Everything is data! (3/5)


In part two of the series, we looked at how we can reduce Big Data preparation from 6 months to one week with R. Today, we will explain how R changes the game by making it possible to inject easily images, videos, sounds or other kinds of data.

Everything! Even how you look and even what you say. One day in 2014, John T. Chambers (former CEO of Cisco) declared “Everything that exists is an object. Everything that happens is a function call.”Would you allow me to add something to this quote from this visionary person nicknamed “Mr Internet” at this time: Every single object, even abstract one can be broken down into data set.

Scientists, researchers, statisticians cannot limit their research to numeric tables nor to text anymore. To satisfy the latest ambitions of the world lead by information, they must be able to analyse complex objects like different sounds and images. While the tools for analysing these objects are still relatively rare, R is already at the forefront of the field of data analysis software. Indeed, this language for statistical computing today brings several packages that work perfectly when processing this complex data.

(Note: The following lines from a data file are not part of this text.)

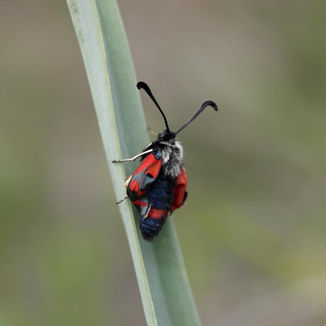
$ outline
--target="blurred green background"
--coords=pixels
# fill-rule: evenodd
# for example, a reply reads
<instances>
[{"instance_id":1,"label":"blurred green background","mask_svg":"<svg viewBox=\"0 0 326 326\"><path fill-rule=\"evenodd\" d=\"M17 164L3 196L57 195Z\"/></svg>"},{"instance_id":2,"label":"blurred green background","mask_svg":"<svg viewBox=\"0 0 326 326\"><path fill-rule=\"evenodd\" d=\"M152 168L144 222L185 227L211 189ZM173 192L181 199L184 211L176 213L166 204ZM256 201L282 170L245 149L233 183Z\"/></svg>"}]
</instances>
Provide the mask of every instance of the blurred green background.
<instances>
[{"instance_id":1,"label":"blurred green background","mask_svg":"<svg viewBox=\"0 0 326 326\"><path fill-rule=\"evenodd\" d=\"M325 2L118 3L171 128L220 108L179 137L203 324L325 324ZM0 38L0 325L144 324L65 2L3 0Z\"/></svg>"}]
</instances>

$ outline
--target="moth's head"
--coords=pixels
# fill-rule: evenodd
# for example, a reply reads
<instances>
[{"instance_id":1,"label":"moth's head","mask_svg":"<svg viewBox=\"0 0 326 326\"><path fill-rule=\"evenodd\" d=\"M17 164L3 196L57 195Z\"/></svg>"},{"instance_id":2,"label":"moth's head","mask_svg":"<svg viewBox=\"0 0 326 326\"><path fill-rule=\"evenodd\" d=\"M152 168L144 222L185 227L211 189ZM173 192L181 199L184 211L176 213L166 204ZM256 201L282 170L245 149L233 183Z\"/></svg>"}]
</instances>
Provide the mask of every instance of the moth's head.
<instances>
[{"instance_id":1,"label":"moth's head","mask_svg":"<svg viewBox=\"0 0 326 326\"><path fill-rule=\"evenodd\" d=\"M166 129L161 132L159 132L157 135L157 139L159 141L169 141L171 139L174 139L175 138L175 133L168 130Z\"/></svg>"},{"instance_id":2,"label":"moth's head","mask_svg":"<svg viewBox=\"0 0 326 326\"><path fill-rule=\"evenodd\" d=\"M176 131L171 131L169 128L167 118L164 115L164 113L163 113L162 109L159 107L157 101L152 94L152 92L151 91L149 87L148 87L148 85L143 82L140 82L137 83L137 88L139 90L142 88L145 90L145 91L148 94L148 96L152 99L155 105L156 105L156 107L161 113L161 114L163 117L163 119L164 119L165 126L167 128L161 132L159 132L158 133L157 139L160 141L169 141L172 139L175 139L177 133L180 132L180 131L184 129L191 122L193 121L207 106L211 106L215 111L218 111L218 106L214 102L213 102L213 101L211 101L210 100L205 101L199 108L195 112L195 114L186 122L184 123Z\"/></svg>"}]
</instances>

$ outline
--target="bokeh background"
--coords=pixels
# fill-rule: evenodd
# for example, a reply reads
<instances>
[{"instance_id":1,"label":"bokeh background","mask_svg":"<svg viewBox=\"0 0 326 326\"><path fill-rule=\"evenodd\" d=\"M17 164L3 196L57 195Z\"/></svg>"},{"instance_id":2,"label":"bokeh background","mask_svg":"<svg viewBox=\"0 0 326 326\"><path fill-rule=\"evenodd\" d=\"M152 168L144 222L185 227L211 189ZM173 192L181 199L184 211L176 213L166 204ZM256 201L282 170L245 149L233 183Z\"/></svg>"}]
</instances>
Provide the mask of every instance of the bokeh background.
<instances>
[{"instance_id":1,"label":"bokeh background","mask_svg":"<svg viewBox=\"0 0 326 326\"><path fill-rule=\"evenodd\" d=\"M220 108L179 135L203 324L325 324L324 2L118 3L171 127ZM2 0L0 38L0 325L144 324L66 3Z\"/></svg>"}]
</instances>

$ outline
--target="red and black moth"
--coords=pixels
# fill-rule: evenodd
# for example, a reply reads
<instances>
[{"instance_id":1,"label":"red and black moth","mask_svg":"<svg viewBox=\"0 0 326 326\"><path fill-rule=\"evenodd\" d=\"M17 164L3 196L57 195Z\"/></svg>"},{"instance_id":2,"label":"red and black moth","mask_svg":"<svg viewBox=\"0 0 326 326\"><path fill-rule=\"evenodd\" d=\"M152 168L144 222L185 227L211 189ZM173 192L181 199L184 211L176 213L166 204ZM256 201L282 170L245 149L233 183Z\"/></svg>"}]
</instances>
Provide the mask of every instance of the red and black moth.
<instances>
[{"instance_id":1,"label":"red and black moth","mask_svg":"<svg viewBox=\"0 0 326 326\"><path fill-rule=\"evenodd\" d=\"M152 99L163 116L166 129L157 134L157 139L146 146L142 153L131 158L112 161L114 163L134 161L141 163L134 173L127 178L127 195L141 215L140 228L143 237L151 241L162 229L168 216L185 203L187 198L187 177L182 167L183 151L176 135L185 128L207 106L218 111L216 104L207 100L195 114L176 131L171 131L164 113L146 84L137 84Z\"/></svg>"}]
</instances>

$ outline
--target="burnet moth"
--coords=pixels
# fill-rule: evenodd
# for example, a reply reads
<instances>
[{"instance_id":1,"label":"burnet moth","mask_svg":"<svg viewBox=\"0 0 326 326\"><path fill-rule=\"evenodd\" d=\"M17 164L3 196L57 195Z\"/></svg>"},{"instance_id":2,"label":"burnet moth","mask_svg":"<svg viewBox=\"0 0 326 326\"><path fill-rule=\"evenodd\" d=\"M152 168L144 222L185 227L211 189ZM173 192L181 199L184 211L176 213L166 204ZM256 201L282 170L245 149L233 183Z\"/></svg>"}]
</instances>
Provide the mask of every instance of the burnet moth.
<instances>
[{"instance_id":1,"label":"burnet moth","mask_svg":"<svg viewBox=\"0 0 326 326\"><path fill-rule=\"evenodd\" d=\"M176 131L171 131L167 118L146 84L137 84L152 99L164 119L166 129L157 134L157 139L147 146L142 153L131 158L117 159L114 163L134 161L141 162L134 173L127 178L125 184L127 195L117 204L129 197L141 215L140 228L143 237L152 241L157 235L168 216L185 203L187 198L187 177L182 167L182 146L176 135L184 129L207 107L218 111L216 104L207 100L194 116Z\"/></svg>"}]
</instances>

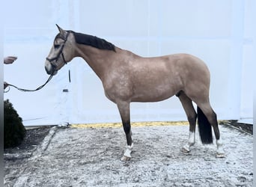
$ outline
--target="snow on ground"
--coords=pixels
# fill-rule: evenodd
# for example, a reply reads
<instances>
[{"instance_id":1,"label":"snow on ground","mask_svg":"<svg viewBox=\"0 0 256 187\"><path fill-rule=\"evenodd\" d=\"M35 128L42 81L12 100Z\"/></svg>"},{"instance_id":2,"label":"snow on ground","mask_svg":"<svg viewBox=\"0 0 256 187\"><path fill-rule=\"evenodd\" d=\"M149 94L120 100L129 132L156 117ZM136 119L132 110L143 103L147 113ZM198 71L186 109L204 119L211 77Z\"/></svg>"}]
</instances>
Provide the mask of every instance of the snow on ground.
<instances>
[{"instance_id":1,"label":"snow on ground","mask_svg":"<svg viewBox=\"0 0 256 187\"><path fill-rule=\"evenodd\" d=\"M202 145L198 133L191 152L181 152L186 125L133 127L127 162L120 161L122 128L55 130L13 177L14 186L252 186L252 136L225 126L224 159L215 157L215 144Z\"/></svg>"}]
</instances>

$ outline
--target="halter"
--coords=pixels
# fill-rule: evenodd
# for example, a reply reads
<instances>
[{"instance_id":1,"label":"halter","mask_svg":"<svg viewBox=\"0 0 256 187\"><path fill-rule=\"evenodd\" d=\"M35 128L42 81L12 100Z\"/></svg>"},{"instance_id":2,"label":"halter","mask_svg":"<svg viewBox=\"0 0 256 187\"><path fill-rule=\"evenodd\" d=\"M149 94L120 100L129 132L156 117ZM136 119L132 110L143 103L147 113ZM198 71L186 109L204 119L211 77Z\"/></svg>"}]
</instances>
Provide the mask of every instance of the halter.
<instances>
[{"instance_id":1,"label":"halter","mask_svg":"<svg viewBox=\"0 0 256 187\"><path fill-rule=\"evenodd\" d=\"M49 61L49 63L52 64L52 66L53 67L53 68L54 69L55 69L56 67L57 67L57 65L56 64L55 64L54 63L53 63L53 61L54 62L57 62L58 61L58 58L60 58L60 56L61 55L61 58L62 58L62 59L63 59L63 61L64 61L64 64L67 64L67 61L66 61L66 60L65 60L65 58L64 58L64 54L63 54L63 49L64 49L64 46L65 46L65 43L66 43L66 42L67 42L67 37L68 37L68 35L70 34L70 31L68 31L67 32L67 35L66 35L66 37L65 37L65 38L61 38L61 39L63 39L64 40L64 43L63 43L63 45L61 46L61 50L59 50L59 52L58 52L58 53L57 54L57 55L55 56L55 57L53 57L53 58L46 58L46 60L48 61Z\"/></svg>"}]
</instances>

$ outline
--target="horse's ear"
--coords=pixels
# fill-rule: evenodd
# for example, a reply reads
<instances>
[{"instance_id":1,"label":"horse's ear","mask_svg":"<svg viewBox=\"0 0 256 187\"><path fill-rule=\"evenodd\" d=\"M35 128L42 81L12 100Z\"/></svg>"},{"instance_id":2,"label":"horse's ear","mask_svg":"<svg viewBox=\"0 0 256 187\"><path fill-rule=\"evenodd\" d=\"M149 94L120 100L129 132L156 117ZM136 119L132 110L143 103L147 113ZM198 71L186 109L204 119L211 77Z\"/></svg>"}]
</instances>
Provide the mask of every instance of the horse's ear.
<instances>
[{"instance_id":1,"label":"horse's ear","mask_svg":"<svg viewBox=\"0 0 256 187\"><path fill-rule=\"evenodd\" d=\"M59 25L58 25L57 24L56 24L56 26L57 26L58 31L60 31L61 34L61 35L64 35L64 33L65 33L64 30L63 30L63 29L62 29Z\"/></svg>"}]
</instances>

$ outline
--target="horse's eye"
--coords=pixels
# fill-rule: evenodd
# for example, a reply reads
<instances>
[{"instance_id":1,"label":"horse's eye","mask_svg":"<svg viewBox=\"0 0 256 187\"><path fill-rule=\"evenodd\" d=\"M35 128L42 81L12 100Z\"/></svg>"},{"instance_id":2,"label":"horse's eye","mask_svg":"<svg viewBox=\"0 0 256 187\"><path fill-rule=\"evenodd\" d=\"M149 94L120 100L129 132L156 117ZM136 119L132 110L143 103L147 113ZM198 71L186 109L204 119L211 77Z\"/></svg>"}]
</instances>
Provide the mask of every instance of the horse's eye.
<instances>
[{"instance_id":1,"label":"horse's eye","mask_svg":"<svg viewBox=\"0 0 256 187\"><path fill-rule=\"evenodd\" d=\"M55 44L55 45L54 45L54 48L55 48L55 49L58 49L58 48L60 47L60 46L61 46L61 45L59 45L59 44Z\"/></svg>"}]
</instances>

R owes its strength to the users who constantly improve and complete the range of functions offered by this tool, based on their needs. Thus, with the help of Grace Smith-Vidaurre, Marcelo Araya-Salas has developed the R package warbleR: to streamline high-throughput acoustic analysis of animal sounds. And adding two other packages, Rraven and NatureSounds, you can even simplify the use of R for bioacoustics research[1]. This completes the sound package seewave (analysis and synthesis) developed by Jérôme Sueur, Thierry Aubin and Caroline Simonis[2]. It includes more than a hundred functions of interface, editing, time analysis, amplitude and frequency, synthesis and modification of sounds, calculation of indicators and other related functions. So we are equipped more than enough.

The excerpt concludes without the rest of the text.